A bus started from bus stand at 8am and after 30 min staying at destination, it returned back to the bus stand. The destination is 27 miles from the bus stand. The speed of the bus is 18mph. In return journey bus travels with 50% fast speed. At what time it return to the bus stand?
Answers
Answered by
1
As the bus is travelling 18mph it takes 1 & 1/2 hr to reach destination.
Bus stays there for 1/2 hr.
Distence = 27m
Bus travels 50% of fast speed
Time = distance/speed = 27/18 = 3/2h = 1h 30m
As in the return journy bus travelled with the 50% fast speed meance with the speed of
18mph.
time=(27/(9+18)) = 1h
total time 1h + 1 h 30m + 30m = 3h
Bus returns as 11 a.m.
An alternate approach:
11am
bus covers 27 miles with 18mph in= 27/18 = 1 hr. 30 min.
it waits at stand = 30min.
after this, speed of return increases by 50 % so 50 % of 18 mph = 9 mph
total speed of returning = 18+9 = 27 mph
then in return it takes 27/27 = 1hr.
thus total time in journey = 1+1.30+0.30 = 3hr
so it will come at 8+3hr=11am.
Or Simply:
Here,D= 27 miles.
Time to go from P to Q = 27/18 = 3/2 hours = 1.5 hours
Stay there for 30 minutes = 0.5 hours
Time to go from Q to P = 27/(27) = 1 hour.
Total time taken to round a circle = 3 hours.

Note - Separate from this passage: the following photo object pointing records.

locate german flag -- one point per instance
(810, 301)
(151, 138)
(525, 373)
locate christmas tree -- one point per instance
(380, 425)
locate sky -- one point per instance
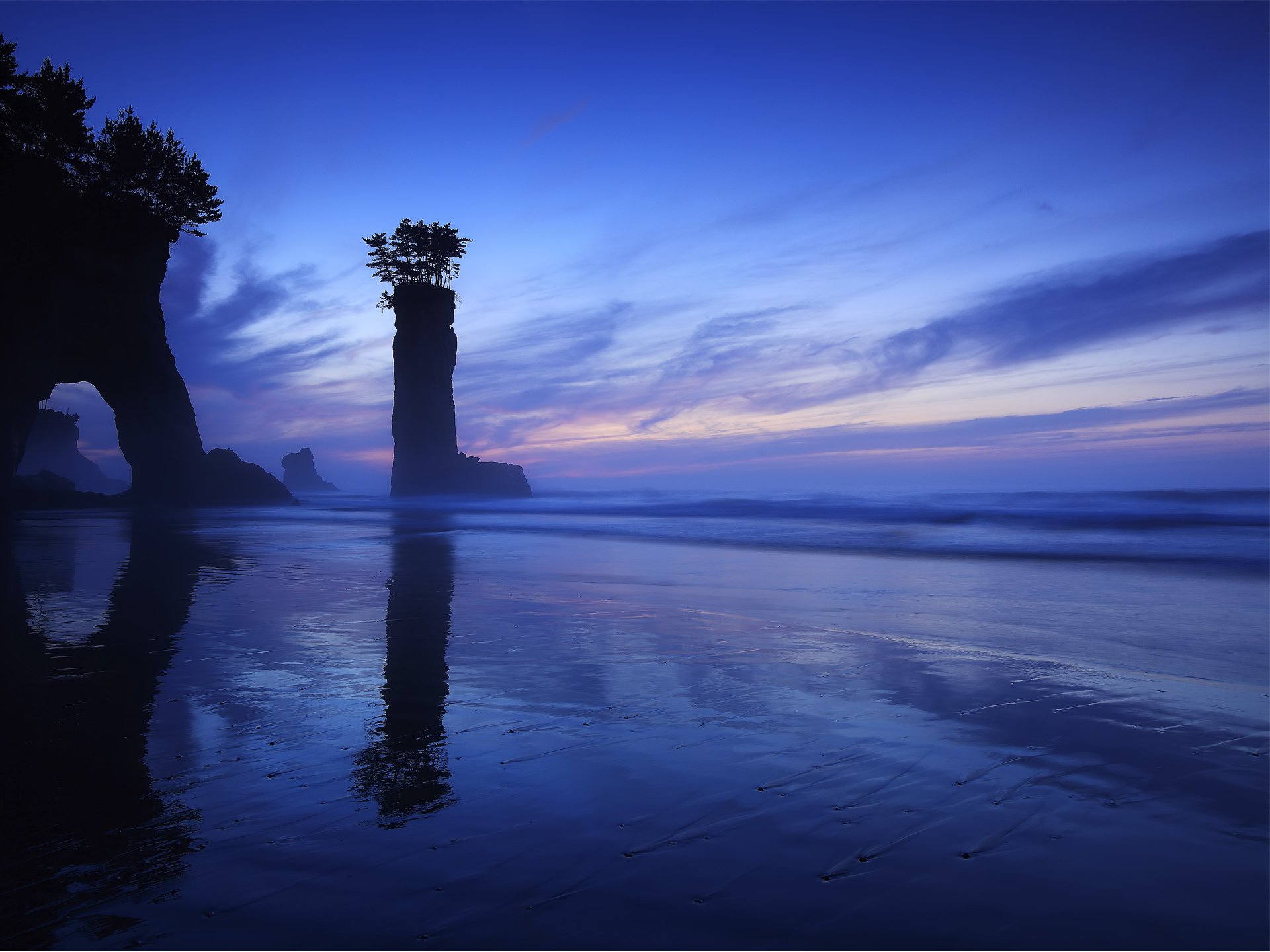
(850, 247)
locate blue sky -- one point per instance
(741, 245)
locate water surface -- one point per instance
(636, 721)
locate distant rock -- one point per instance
(300, 475)
(478, 479)
(228, 480)
(54, 446)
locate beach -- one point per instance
(640, 723)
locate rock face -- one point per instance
(426, 457)
(300, 476)
(98, 319)
(52, 446)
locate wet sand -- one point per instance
(252, 730)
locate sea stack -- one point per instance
(425, 353)
(426, 457)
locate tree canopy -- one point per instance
(415, 253)
(127, 172)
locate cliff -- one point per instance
(88, 310)
(54, 446)
(299, 474)
(426, 457)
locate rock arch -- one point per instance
(98, 319)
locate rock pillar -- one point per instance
(425, 352)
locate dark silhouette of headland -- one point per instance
(300, 475)
(84, 245)
(419, 260)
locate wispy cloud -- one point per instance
(1235, 414)
(553, 121)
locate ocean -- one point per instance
(642, 720)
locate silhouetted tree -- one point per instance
(127, 173)
(146, 172)
(415, 253)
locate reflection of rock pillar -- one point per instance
(425, 352)
(404, 770)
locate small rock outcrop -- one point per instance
(54, 446)
(426, 457)
(300, 476)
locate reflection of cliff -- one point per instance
(80, 823)
(54, 444)
(426, 448)
(405, 768)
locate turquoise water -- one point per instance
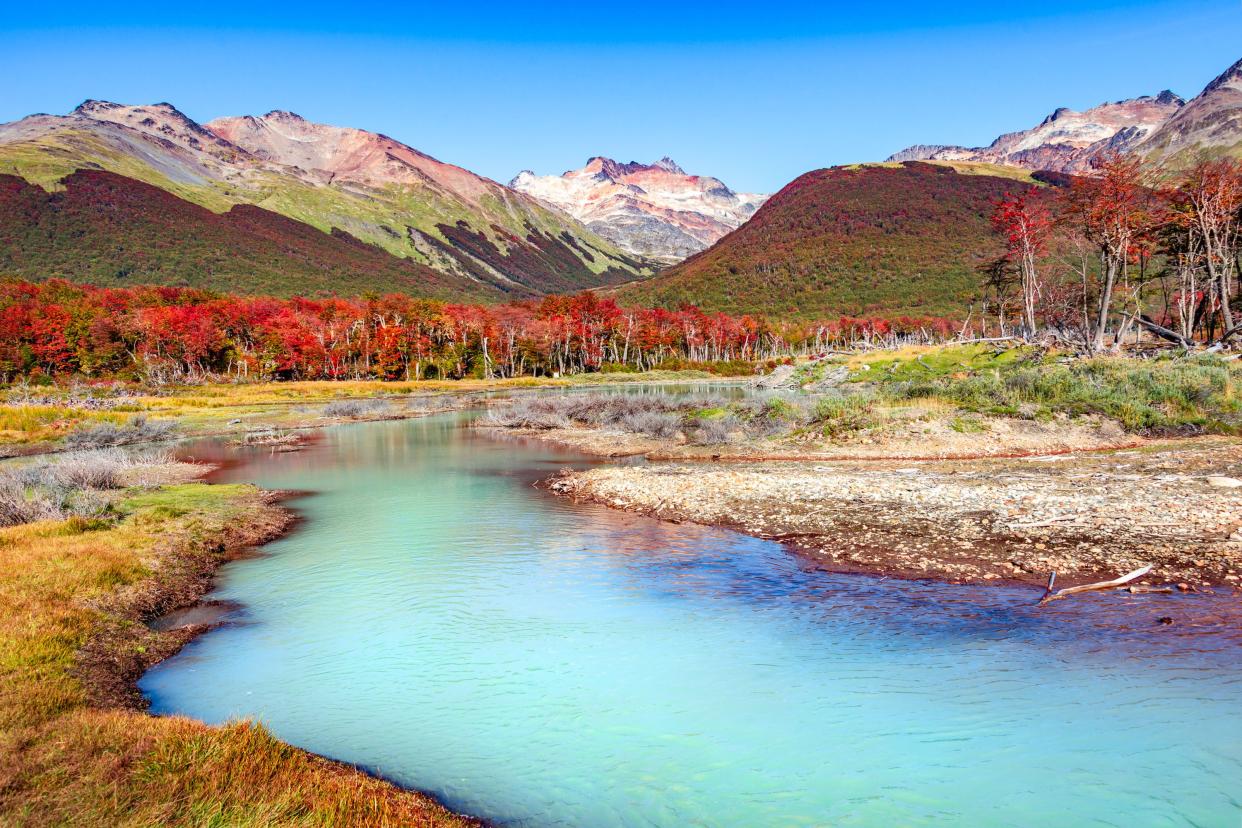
(439, 620)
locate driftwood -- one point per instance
(984, 339)
(1048, 595)
(1161, 332)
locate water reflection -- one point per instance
(532, 661)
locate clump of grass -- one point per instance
(528, 414)
(72, 591)
(652, 423)
(717, 431)
(847, 414)
(1154, 396)
(357, 407)
(68, 487)
(651, 414)
(137, 430)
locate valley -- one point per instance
(347, 486)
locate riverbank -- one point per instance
(75, 744)
(1088, 517)
(39, 420)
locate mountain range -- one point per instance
(477, 234)
(865, 241)
(653, 211)
(1163, 128)
(121, 195)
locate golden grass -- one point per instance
(66, 759)
(208, 409)
(22, 423)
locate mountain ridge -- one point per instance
(656, 211)
(1163, 128)
(368, 185)
(856, 241)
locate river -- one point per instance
(441, 621)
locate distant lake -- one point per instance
(442, 622)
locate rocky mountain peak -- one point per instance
(652, 210)
(668, 165)
(1231, 76)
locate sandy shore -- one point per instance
(1084, 515)
(908, 441)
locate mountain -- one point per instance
(653, 211)
(1210, 124)
(1164, 129)
(114, 231)
(373, 188)
(882, 240)
(1066, 140)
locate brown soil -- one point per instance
(184, 565)
(915, 440)
(1087, 515)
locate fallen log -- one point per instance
(1048, 595)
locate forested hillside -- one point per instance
(856, 241)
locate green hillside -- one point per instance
(109, 230)
(876, 240)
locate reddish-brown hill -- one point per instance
(109, 230)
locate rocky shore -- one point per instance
(1088, 517)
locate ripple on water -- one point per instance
(535, 662)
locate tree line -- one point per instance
(160, 334)
(1129, 248)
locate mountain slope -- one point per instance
(655, 211)
(1066, 140)
(106, 229)
(1164, 129)
(1210, 124)
(853, 241)
(368, 185)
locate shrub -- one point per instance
(528, 414)
(138, 430)
(357, 407)
(652, 423)
(716, 431)
(846, 414)
(71, 486)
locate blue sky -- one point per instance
(754, 93)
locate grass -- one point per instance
(961, 385)
(211, 407)
(71, 589)
(27, 423)
(1163, 396)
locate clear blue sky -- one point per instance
(754, 93)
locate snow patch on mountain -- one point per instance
(656, 210)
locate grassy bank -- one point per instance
(78, 416)
(1164, 395)
(75, 750)
(956, 401)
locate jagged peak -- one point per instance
(1227, 76)
(668, 165)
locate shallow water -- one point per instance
(441, 621)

The time it return to bus stand = 8:00+3 hrs = 11:00 am.
Hope This Helps :)
Answered by
0
It's 11 a.m.The bus will reach the destination at 9:30 a.m.The bus started returning at 10:00 a.m.As the bud was travelling at a speed of 18+(15/100*18)mph.The time taken for returning will be 1 hour.And, after 1 hour it will be 11 a.m.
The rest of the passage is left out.